When you visit the market to buy a mortgage, you usually, get two options i.e. Fixed price and Adjustable rate products. Furthermore, you get to choose between the jumbo loans and conventional loans. At the end, these products are divided into categories according to the loan length.
Interest rates are already at a historical low point so there is no benefit of choosing an adjustable rate. This article discusses the pros and cons of the 30-year mortgage because most people choose this program.
Baby Boomers Vs. Millennials
Baby boomers have always chosen the lengthy plans, but millennials are different.
The new generation does not like the traditional mortgage setup. They are looking for quick housing solutions. On opposite to that, a 30-year mortgage also imposes additional interest rates. It won’t be a surprise if your friend has paid more than $100k in interest rates for a 30-year plan.

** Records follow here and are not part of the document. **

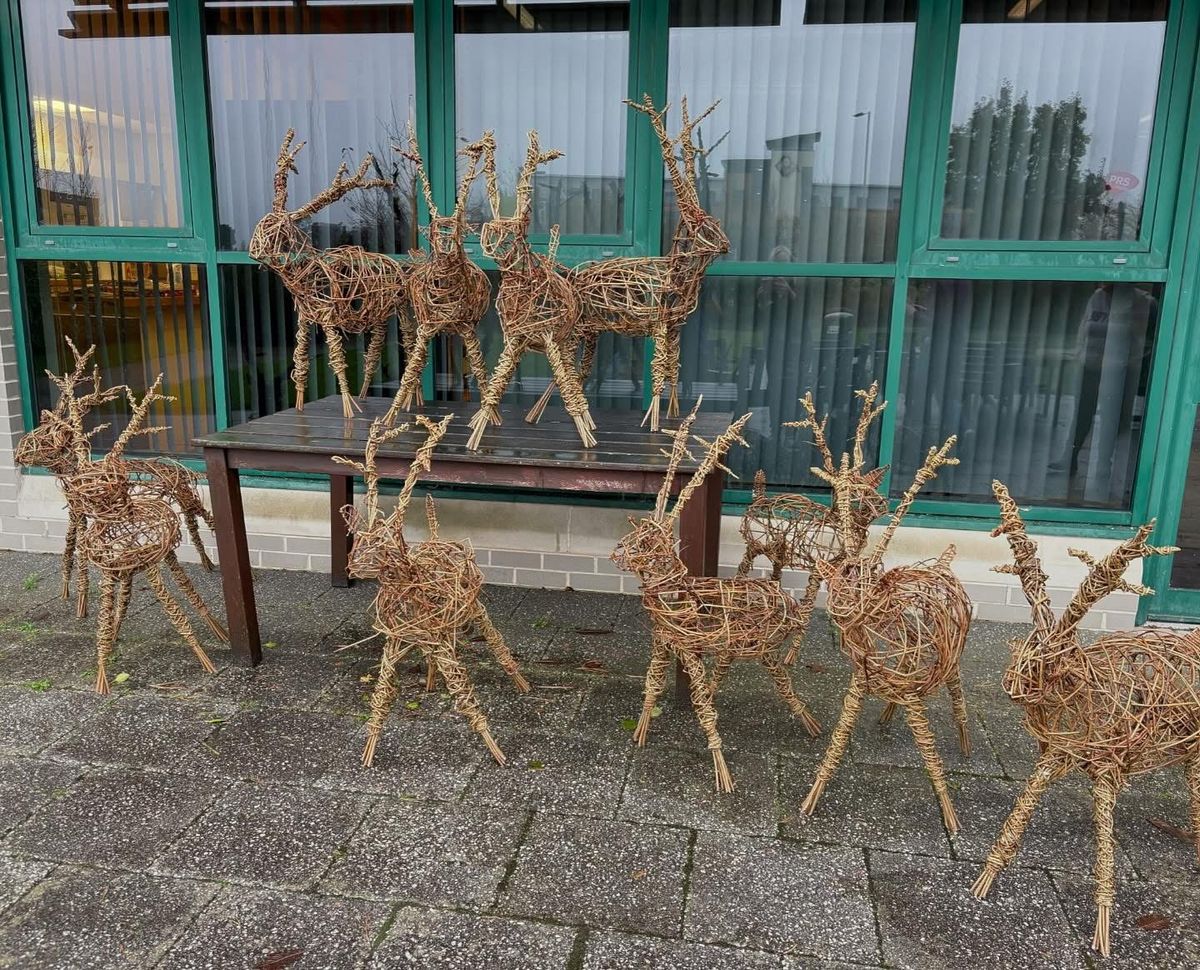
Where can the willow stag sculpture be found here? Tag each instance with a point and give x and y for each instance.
(701, 616)
(653, 297)
(345, 289)
(1125, 704)
(535, 304)
(429, 591)
(448, 293)
(903, 630)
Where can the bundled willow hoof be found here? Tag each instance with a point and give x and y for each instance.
(1125, 704)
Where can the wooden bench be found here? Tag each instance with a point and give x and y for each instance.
(627, 460)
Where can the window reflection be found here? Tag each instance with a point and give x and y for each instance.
(808, 142)
(562, 69)
(1043, 382)
(1053, 117)
(343, 76)
(102, 113)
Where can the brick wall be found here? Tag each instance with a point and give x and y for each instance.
(522, 544)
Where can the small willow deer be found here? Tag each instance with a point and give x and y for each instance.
(429, 591)
(131, 528)
(903, 630)
(699, 616)
(535, 303)
(345, 289)
(653, 295)
(793, 531)
(53, 445)
(448, 293)
(1125, 704)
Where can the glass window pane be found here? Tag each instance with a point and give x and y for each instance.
(259, 323)
(145, 319)
(808, 141)
(1054, 109)
(343, 76)
(1043, 382)
(102, 113)
(759, 342)
(562, 69)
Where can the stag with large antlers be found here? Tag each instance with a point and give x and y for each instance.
(131, 528)
(793, 531)
(53, 445)
(429, 591)
(653, 297)
(345, 289)
(535, 303)
(1125, 704)
(448, 293)
(700, 616)
(903, 630)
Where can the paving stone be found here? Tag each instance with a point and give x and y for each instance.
(142, 729)
(619, 951)
(85, 918)
(244, 927)
(432, 939)
(114, 818)
(1061, 834)
(1176, 945)
(27, 783)
(598, 873)
(265, 836)
(928, 917)
(863, 804)
(779, 896)
(426, 852)
(544, 771)
(672, 786)
(270, 744)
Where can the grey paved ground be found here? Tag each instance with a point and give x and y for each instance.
(223, 821)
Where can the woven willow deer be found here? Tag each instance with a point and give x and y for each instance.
(903, 629)
(53, 445)
(429, 591)
(131, 528)
(793, 532)
(535, 304)
(652, 297)
(345, 289)
(448, 293)
(1125, 704)
(700, 616)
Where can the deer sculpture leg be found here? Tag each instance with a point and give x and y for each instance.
(1051, 766)
(177, 617)
(923, 735)
(184, 582)
(499, 648)
(851, 707)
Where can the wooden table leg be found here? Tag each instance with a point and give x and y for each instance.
(341, 494)
(237, 580)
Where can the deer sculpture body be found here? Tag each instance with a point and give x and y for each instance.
(653, 297)
(537, 305)
(131, 528)
(903, 629)
(448, 293)
(345, 289)
(1125, 704)
(793, 531)
(53, 445)
(693, 617)
(429, 591)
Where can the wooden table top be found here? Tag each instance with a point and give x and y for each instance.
(622, 443)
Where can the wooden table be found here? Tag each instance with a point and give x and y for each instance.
(627, 460)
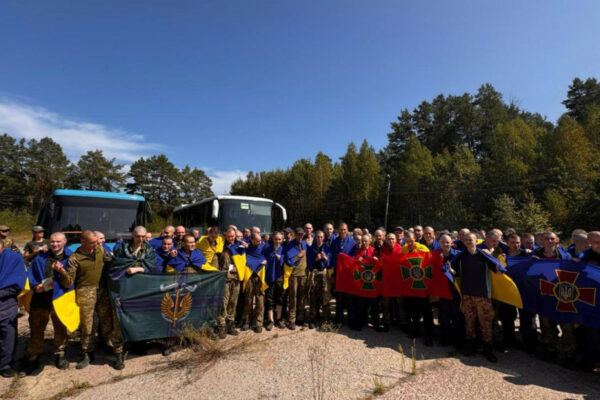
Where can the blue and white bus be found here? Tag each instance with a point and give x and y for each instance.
(73, 211)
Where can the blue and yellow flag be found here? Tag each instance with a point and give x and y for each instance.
(565, 291)
(63, 299)
(255, 264)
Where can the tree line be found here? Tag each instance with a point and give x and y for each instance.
(469, 160)
(31, 170)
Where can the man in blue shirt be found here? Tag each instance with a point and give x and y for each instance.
(341, 244)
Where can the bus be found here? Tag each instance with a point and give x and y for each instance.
(225, 210)
(73, 211)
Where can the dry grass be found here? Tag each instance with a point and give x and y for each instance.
(317, 355)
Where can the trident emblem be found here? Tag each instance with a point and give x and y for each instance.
(177, 310)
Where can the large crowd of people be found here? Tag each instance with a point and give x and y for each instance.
(292, 284)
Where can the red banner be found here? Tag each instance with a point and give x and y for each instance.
(361, 278)
(415, 275)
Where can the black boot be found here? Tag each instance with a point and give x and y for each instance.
(61, 362)
(119, 362)
(86, 360)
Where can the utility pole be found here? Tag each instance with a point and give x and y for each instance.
(387, 201)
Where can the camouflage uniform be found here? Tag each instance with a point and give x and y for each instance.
(38, 319)
(40, 312)
(319, 289)
(232, 290)
(254, 306)
(85, 271)
(478, 309)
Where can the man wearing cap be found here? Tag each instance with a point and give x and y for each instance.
(35, 245)
(399, 232)
(12, 281)
(8, 243)
(295, 257)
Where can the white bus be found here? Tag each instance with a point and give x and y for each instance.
(241, 211)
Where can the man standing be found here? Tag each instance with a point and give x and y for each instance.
(474, 267)
(12, 281)
(452, 323)
(295, 257)
(42, 280)
(231, 248)
(9, 244)
(273, 252)
(418, 306)
(341, 244)
(429, 239)
(169, 231)
(211, 245)
(550, 250)
(308, 234)
(188, 259)
(254, 306)
(84, 271)
(318, 285)
(329, 235)
(130, 258)
(35, 245)
(179, 234)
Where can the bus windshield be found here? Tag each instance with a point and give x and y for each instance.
(245, 214)
(114, 217)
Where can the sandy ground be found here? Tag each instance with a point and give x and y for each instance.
(303, 364)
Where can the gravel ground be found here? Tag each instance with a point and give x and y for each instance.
(287, 365)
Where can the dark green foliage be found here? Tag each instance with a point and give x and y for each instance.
(467, 160)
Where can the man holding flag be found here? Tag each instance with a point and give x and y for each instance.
(295, 266)
(254, 285)
(12, 281)
(473, 266)
(42, 280)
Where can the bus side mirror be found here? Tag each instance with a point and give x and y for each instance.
(283, 212)
(215, 211)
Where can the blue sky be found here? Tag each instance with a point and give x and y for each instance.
(233, 86)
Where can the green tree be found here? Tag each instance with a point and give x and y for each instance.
(194, 185)
(95, 172)
(156, 179)
(580, 95)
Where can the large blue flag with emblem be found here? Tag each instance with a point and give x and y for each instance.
(562, 290)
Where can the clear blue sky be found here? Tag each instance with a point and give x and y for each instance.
(252, 85)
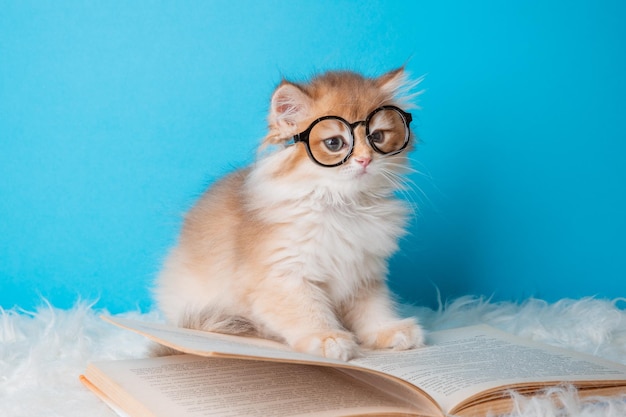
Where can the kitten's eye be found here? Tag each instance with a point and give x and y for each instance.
(334, 144)
(377, 136)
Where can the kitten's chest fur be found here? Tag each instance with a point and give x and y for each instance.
(341, 245)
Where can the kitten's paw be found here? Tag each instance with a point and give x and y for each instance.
(399, 335)
(334, 345)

He wouldn’t have paid the same rates if he would have gone for a 15-year plan.
What is a 30-Year Mortgage Plan?
After the great recession of 2008, people were afraid to enter the real estate market. The economy was weak, home prices were down, so it was not a good time to purchase real estate. Because of this fear and economic conditions, consumers were not taking mortgage loans and banks were bearing the loss. To solve this issue, banks introduced the 30-year plan which was the longest period for any mortgage product.
During a 30-year period, you pay small loan installments. However, the problem is that you do not become the homeowner unless you have paid all loan installments. Many people only spend 9 years in their dream homes and they move on. Millennials are no exception. They will change at least 2 homes in their lifetime (the retirement property is not included).

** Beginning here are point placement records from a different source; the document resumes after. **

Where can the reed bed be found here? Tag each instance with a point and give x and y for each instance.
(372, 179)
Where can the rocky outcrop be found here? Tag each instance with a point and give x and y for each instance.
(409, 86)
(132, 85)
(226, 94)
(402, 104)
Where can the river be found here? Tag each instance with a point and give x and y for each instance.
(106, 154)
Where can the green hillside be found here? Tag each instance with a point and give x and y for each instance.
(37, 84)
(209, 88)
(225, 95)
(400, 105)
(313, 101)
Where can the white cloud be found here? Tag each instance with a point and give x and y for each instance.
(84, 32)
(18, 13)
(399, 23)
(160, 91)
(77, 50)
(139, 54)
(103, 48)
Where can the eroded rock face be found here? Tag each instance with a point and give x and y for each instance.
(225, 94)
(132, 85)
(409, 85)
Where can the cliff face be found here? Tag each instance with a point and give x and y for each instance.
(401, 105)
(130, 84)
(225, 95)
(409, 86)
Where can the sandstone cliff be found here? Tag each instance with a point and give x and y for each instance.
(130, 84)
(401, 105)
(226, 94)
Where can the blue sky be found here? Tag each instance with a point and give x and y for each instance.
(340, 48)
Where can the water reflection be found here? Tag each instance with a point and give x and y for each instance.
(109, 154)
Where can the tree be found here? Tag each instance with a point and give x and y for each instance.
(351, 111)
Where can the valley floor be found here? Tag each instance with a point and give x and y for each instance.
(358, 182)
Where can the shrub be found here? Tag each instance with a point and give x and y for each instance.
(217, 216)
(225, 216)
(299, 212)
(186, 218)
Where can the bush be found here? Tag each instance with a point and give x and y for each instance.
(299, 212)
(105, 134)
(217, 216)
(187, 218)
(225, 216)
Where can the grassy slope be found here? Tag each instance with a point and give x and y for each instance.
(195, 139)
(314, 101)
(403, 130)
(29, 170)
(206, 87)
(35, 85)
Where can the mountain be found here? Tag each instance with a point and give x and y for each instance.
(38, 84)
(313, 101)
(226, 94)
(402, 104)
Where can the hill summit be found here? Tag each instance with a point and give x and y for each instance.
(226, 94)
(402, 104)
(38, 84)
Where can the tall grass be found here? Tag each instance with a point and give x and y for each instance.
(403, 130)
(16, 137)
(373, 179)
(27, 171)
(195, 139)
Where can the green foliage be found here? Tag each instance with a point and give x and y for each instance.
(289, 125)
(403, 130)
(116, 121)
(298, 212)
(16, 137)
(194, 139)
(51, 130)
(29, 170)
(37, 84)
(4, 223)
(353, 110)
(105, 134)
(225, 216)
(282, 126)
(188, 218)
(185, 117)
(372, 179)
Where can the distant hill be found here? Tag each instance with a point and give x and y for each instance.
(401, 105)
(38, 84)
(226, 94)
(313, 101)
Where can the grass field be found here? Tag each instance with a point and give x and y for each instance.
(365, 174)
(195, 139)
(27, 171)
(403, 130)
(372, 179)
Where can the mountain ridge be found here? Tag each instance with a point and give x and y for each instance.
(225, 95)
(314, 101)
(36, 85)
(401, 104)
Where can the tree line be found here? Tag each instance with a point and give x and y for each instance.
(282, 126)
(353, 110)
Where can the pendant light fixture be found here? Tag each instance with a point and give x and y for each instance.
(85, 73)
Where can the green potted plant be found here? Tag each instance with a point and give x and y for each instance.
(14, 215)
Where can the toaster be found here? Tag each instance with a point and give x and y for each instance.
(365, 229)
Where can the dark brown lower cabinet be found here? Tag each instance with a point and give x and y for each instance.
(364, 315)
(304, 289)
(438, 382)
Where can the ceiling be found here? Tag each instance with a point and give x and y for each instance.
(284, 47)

Another problem with the 30-year mortgage is how you earn the equity in your home.
Earning Home Equity at a Glance:
30-Year Plan Vs. 15-Year Plan
Let’s calculate loan payments for a 15-year and 30-year mortgage plan respectively. For the sake of convenience, let’s take the median value of a single-family home in McAllen Texas which is $120,000. Without deducting the down payment, we will calculate the interest rates made on a mortgage of $120k. Furthermore, we will see the pattern of building equity in one’s property.
30-Year Plan
Amount: $120K
Interest Rates: 3.75%
Plan Terms: 30-Year Fixed
So, for this loan, you will pay $80k in interest rates. You will pay $556 as the monthly payment. This image from the website: http://www.amortization-calc.com/ shows how you pay interest rates & balance with a 3-decade plan.

Notice how you are paying more in interest rates and less in the balance. If you sell your home after 9 years, you would have paid $60,048 but your equity will be only $24,964.
Compare that to the 15-Year Plan

Let’s say you want to sell the home after 9 years of purchase. At the purchase, you will have $65,496 in equity and you would have paid $87,911 towards loan payment.
Conclusion:
In this comparison, the 15-year plan wins the game. In fact, in any game of economics, the shorter plan is always the winner because of 2 reasons:
- You pay low-interest rates on the short-length loan.
- You pay fewer interest rates on a shorter plan.
Experts agree that a thirty-year mortgage is not always the best choice. Consumers should consider interest rates, loan amount and how long they want to stay in the house before making the final choice.